DODGE CITY This most famous of western cities was first a trading post, then a Civil War fort (Ft. Dodge), then a railroad boom town. Here, Bat Masterson, Wyatt Earp, Col. George Custer and Doc Holliday lived -- and notorious bad guys died, many sent to Boot Hill on your right. Hangman's Tree still stands, and Front Street, on the left, has been restored to look as it did in 1875 when the town was known as "the wickedest little city in America."

KANSAS CITY This was the starting point for the old Santa Fe Trail, the town where westerners like Bat Masterson and Wild Bill Hickock would buy last-minute provisions before heading west.

Sugar Creek (15 Min./85 Min.) Once the headquarters of Jesse James, killed in nearby St. Joseph.

MARCELINE Walt Disney spent part of his childhood here. The initials he carved into a school desk are still legible, as are the hand-cut charcoal drawings on the northwest wall of the home he lived in until age six. His star, Mickey Mouse, was in fact created while Disney traveled the route of the Southwest Chief on the Santa Fe Railway. Walt Disney Park is on your left, sporting steam engine #2435 of the old Santa Fe.

FT. MADISON The Southwest Chief travels only 20 miles in Iowa, and this is its only stop.

Mississippi River (5 Min./50 Min.) Cross the state line between Iowa and Illinois over the wide Mississippi River on a 3,347-ft. long steel bridge.

CHICAGO As you enter, you'll first see railyards, power plants, and refineries, all indications of a manufacturing giant. Then as you approach the station, the skyline of the city itself emerges on the right. Note the profile of the Sears Tower, 100 stories high and just two blocks east of Union Station.
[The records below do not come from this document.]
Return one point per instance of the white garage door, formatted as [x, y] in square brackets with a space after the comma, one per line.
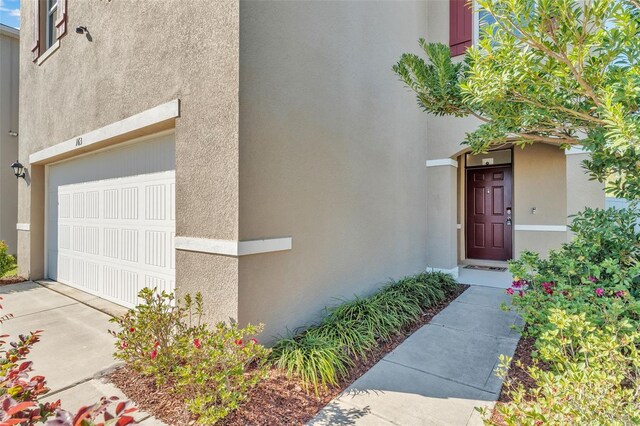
[111, 220]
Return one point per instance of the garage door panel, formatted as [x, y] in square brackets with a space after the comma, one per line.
[112, 237]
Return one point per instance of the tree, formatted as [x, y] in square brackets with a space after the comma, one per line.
[553, 71]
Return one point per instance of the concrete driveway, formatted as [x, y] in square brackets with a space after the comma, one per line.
[75, 350]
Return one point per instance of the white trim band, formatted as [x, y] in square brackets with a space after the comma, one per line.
[139, 121]
[543, 228]
[575, 150]
[442, 162]
[454, 272]
[232, 247]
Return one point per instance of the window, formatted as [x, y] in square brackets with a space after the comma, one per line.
[49, 25]
[52, 17]
[482, 18]
[465, 25]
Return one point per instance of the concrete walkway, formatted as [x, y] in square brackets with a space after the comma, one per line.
[439, 374]
[75, 349]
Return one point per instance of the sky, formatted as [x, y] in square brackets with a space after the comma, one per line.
[10, 13]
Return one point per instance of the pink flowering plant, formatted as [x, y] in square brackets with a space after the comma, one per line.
[595, 274]
[591, 376]
[211, 367]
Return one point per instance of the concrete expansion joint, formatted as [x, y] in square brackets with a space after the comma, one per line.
[99, 375]
[367, 409]
[443, 378]
[477, 333]
[44, 310]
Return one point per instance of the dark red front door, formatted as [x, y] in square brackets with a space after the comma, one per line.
[489, 218]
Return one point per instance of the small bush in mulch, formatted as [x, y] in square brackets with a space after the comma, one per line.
[280, 399]
[7, 262]
[590, 376]
[210, 369]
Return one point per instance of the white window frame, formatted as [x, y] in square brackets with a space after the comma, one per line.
[476, 24]
[50, 23]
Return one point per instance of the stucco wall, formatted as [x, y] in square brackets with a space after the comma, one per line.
[130, 63]
[332, 153]
[540, 182]
[581, 191]
[9, 76]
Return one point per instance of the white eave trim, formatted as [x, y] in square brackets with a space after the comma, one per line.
[542, 228]
[232, 247]
[9, 31]
[80, 143]
[23, 226]
[576, 150]
[442, 162]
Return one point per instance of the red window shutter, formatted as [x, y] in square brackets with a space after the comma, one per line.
[460, 26]
[35, 50]
[61, 22]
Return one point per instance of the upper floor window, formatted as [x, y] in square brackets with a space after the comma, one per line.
[466, 21]
[49, 25]
[51, 18]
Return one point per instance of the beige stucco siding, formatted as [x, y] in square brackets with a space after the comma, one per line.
[540, 182]
[130, 63]
[9, 76]
[332, 153]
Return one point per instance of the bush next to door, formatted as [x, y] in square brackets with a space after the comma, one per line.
[212, 368]
[323, 353]
[582, 305]
[7, 261]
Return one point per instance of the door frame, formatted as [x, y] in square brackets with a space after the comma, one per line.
[466, 206]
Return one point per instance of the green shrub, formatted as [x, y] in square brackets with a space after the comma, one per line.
[212, 368]
[7, 262]
[318, 362]
[592, 377]
[323, 354]
[596, 273]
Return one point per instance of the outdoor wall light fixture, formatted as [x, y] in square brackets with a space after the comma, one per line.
[18, 170]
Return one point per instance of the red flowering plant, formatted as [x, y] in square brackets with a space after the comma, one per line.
[213, 368]
[20, 391]
[147, 335]
[218, 368]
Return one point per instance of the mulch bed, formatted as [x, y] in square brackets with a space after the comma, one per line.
[278, 400]
[11, 280]
[517, 374]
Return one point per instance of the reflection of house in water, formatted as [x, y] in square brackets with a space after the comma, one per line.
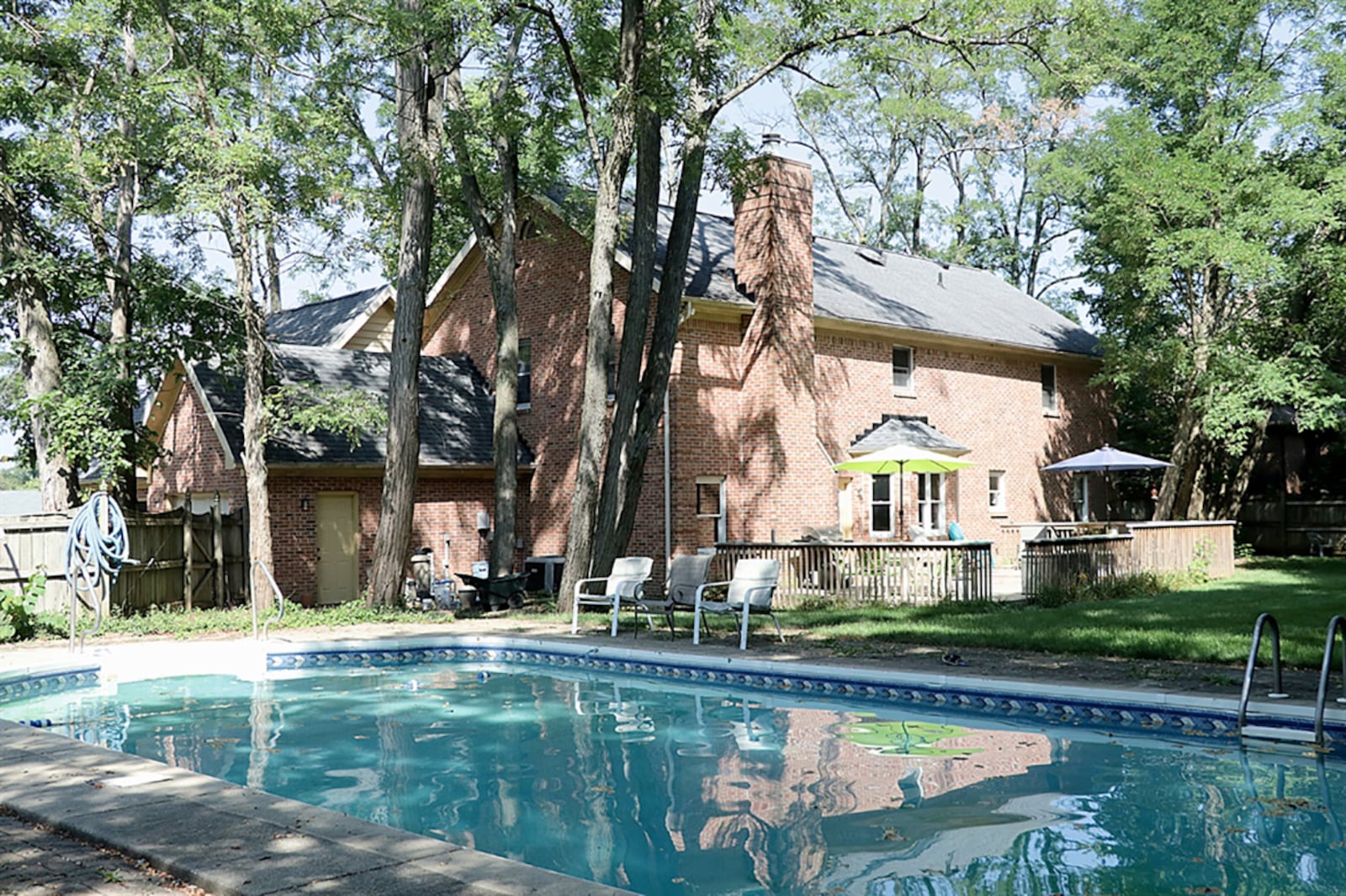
[809, 797]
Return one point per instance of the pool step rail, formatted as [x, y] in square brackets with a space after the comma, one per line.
[1336, 631]
[1264, 732]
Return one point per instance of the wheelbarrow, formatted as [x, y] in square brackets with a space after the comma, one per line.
[502, 591]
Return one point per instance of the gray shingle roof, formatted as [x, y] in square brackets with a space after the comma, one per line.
[322, 323]
[898, 429]
[906, 291]
[455, 413]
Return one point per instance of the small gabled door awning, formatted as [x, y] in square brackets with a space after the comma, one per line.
[906, 431]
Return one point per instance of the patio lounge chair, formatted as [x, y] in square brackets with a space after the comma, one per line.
[686, 574]
[626, 581]
[750, 590]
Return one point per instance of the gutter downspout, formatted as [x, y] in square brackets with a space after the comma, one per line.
[686, 314]
[668, 485]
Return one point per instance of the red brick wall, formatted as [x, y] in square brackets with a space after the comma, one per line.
[194, 459]
[446, 503]
[552, 289]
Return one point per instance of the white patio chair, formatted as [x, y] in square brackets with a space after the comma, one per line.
[750, 591]
[626, 581]
[686, 574]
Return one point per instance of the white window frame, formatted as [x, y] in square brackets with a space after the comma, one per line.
[890, 503]
[1080, 496]
[722, 517]
[1050, 397]
[930, 510]
[905, 379]
[525, 368]
[996, 493]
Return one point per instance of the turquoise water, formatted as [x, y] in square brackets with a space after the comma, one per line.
[664, 788]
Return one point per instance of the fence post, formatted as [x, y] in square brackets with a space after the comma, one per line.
[186, 550]
[217, 543]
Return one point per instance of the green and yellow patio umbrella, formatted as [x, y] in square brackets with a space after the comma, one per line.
[901, 460]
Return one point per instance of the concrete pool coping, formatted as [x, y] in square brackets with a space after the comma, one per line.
[233, 840]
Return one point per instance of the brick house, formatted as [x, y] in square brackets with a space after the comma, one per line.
[796, 353]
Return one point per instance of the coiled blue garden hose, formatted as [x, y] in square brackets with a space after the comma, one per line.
[96, 549]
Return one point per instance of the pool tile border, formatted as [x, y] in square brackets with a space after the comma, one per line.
[1195, 718]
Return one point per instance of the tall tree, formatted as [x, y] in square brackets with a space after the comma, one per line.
[421, 135]
[1186, 222]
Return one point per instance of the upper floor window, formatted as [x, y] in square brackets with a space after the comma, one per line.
[1049, 389]
[525, 373]
[904, 365]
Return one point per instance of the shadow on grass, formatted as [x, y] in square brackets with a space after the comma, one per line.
[1204, 623]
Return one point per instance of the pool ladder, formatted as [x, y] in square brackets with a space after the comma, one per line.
[1336, 628]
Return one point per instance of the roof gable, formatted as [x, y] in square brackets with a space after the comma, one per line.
[329, 323]
[457, 409]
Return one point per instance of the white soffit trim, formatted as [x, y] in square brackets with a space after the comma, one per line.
[358, 321]
[450, 271]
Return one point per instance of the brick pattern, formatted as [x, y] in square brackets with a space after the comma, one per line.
[769, 402]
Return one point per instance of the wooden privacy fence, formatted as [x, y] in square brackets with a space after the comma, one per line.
[1282, 525]
[888, 572]
[183, 559]
[1205, 547]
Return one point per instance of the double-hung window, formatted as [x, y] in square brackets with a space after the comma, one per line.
[930, 501]
[1049, 389]
[881, 506]
[710, 503]
[996, 490]
[525, 373]
[904, 370]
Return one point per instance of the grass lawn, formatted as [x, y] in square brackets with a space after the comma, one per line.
[1205, 623]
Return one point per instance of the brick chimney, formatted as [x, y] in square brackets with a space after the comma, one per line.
[780, 462]
[773, 231]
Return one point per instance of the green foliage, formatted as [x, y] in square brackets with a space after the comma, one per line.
[18, 608]
[309, 408]
[1124, 587]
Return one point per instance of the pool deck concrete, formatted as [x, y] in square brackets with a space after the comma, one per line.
[232, 840]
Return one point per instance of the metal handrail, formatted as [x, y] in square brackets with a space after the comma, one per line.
[1334, 626]
[1252, 662]
[275, 590]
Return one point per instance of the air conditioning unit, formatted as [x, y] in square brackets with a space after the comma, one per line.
[544, 574]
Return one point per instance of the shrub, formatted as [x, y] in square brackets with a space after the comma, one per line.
[19, 610]
[1144, 584]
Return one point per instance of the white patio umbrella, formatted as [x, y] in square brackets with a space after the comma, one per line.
[1105, 460]
[901, 460]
The station, marble-pillared with impressively high ceilings, is conveniently close to office centers in the Loop, wholesale markets at the Merchandise Mart, the Mercantile Exchange for commodities, and exciting shopping on Michigan Avenue.

Scenic Photo Tips

SCENIC SPOTS: Your train passes many beautiful and interesting sights. The "camera" symbol on your Route Guide Map marks the best spots, so have your camera ready!

OUTSIDE SHOTS: Medium-speed films (ASA 200 or higher) are recommended for shooting scenery through the train windows. If your shutter speed is adjustable and light conditions permit, set it at a higher speed (1/125 or 1/250 sec.) for the clearest results. Hold your lens close to the window to eliminate glare and reflections.

INSIDE SHOTS: Flash is recommended. To avoid glare and reflections, do not point the flash directly at the windows.